When deterministic mode is enabled, the solver uses stable tie-breaking on edge
and node IDs, deterministic sparsification, and lexicographically smallest path
embeddings. You can optionally provide `deterministic_seed` to influence
tie-breaking hashes for debugging; this does **not** enable random sampling. The
stats dictionary returned with `return_stats=True` includes
`deterministic_mode_used` and `seed_used` so you can log reproducibility
metadata.

### Extensions (convex costs, max-flow, isotonic regression)

```python
import networkx as nx
from almo_mcf import min_cost_flow_convex, max_flow_via_min_cost_circulation

G = nx.MultiDiGraph()
G.add_node("s", demand=-2)
G.add_node("t", demand=2)
G.add_edge("s", "t", capacity=2, convex_cost=[0, 1, 6])
G.add_edge("s", "t", capacity=2, convex_cost=[0, 2, 4])
flow = min_cost_flow_convex(G)

H = nx.DiGraph()
H.add_edge("s", "t", capacity=5)
max_flow_value, max_flow = max_flow_via_min_cost_circulation(H, "s", "t")
```

### Supported NetworkX attributes

- **Graph type:** `nx.DiGraph` and `nx.MultiDiGraph`
- **Node attributes:**
  - `demand` (int)
- **Edge attributes:**
  - `capacity` (required, finite)
  - `lower_capacity` (optional, default 0)
  - `weight` or `cost` (int; `weight` is preferred to match NetworkX)
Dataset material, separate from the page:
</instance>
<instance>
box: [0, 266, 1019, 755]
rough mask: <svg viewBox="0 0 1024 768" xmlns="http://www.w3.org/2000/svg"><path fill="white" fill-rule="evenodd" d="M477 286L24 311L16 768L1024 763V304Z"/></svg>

The output format matches `networkx.min_cost_flow`: `dict[u][v] = flow`.

## Lower-level array API (Rust core binding)

If you need to avoid NetworkX overhead, you can call the Rust extension directly:

```python
import numpy as np
from almo_mcf import _core

flow = _core.min_cost_flow_edges(
    n,
    np.asarray(tails, dtype=np.int64),
    np.asarray(heads, dtype=np.int64),
    np.asarray(lower, dtype=np.int64),
    np.asarray(upper, dtype=np.int64),
    np.asarray(cost, dtype=np.int64),
    np.asarray(demand, dtype=np.int64),
)

# Force scaling in the core solver (useful for very large U/C bounds).
flow, stats = _core.min_cost_flow_edges_with_scaling(
    n,
    np.asarray(tails, dtype=np.int64),
    np.asarray(heads, dtype=np.int64),
    np.asarray(lower, dtype=np.int64),
    np.asarray(upper, dtype=np.int64),
    np.asarray(cost, dtype=np.int64),
    np.asarray(demand, dtype=np.int64),
)
```

Inputs must be integer arrays with consistent lengths.

## Limitations (current)

- All capacities must be explicit and finite.
- Performance is currently tuned for correctness and clarity, not large-scale
  instances.

## Repository layout

```
python/almo_mcf/        # Python API + NetworkX adapter
rust/crates/almo-mcf-core/   # Rust solver core
rust/crates/almo-mcf-py/     # PyO3 bindings
tests/                 # pytest suite (NetworkX parity + regressions)
```

## Development

### Run tests

```bash
pytest -q
```

### Benchmarks

There are benchmark scripts that compare IPM vs the classic successive
shortest-path (SSP) routine across sizes and capacity/cost ranges:

```bash
python tests/bench_ipm_vs_ssp.py --runs 3 --nodes 30 60 --edges 150 300 --capacity 10 50 --cost 5 20
python tests/bench_ipm_vs_networkx.py --nodes 60 --edges 300 --runs 3
```

### Build the Rust core

```bash
cargo build -p almo-mcf-core
```

## Roadmap highlights

- Integrate the IPM solver and min-ratio cycle oracle from `DESIGN_SPEC.md`.
- Add dynamic oracle updates and almost-linear data structures.
- Expand benchmarks and performance tuning.

## References

The IPM + min-ratio cycle approach follows the ideas in:

- Li Chen, Rasmus Kyng, Yang P. Liu, Richard Peng, Maximilian Probst Gutenberg, and Sushant Sachdeva. *Maximum Flow and Minimum-Cost Flow in Almost-Linear Time*. arXiv:2203.00671, 2022. https://arxiv.org/abs/2203.00671
- Jan van den Brand, Li Chen, Rasmus Kyng, Yang P. Liu, Richard Peng, Maximilian Probst Gutenberg, Sushant Sachdeva, and Aaron Sidford. *A Deterministic Almost-Linear Time Algorithm for Minimum-Cost Flow*. arXiv:2309.16629, 2023. https://arxiv.org/abs/2309.16629

## License

Apache 2.0. See `LICENSE` for details.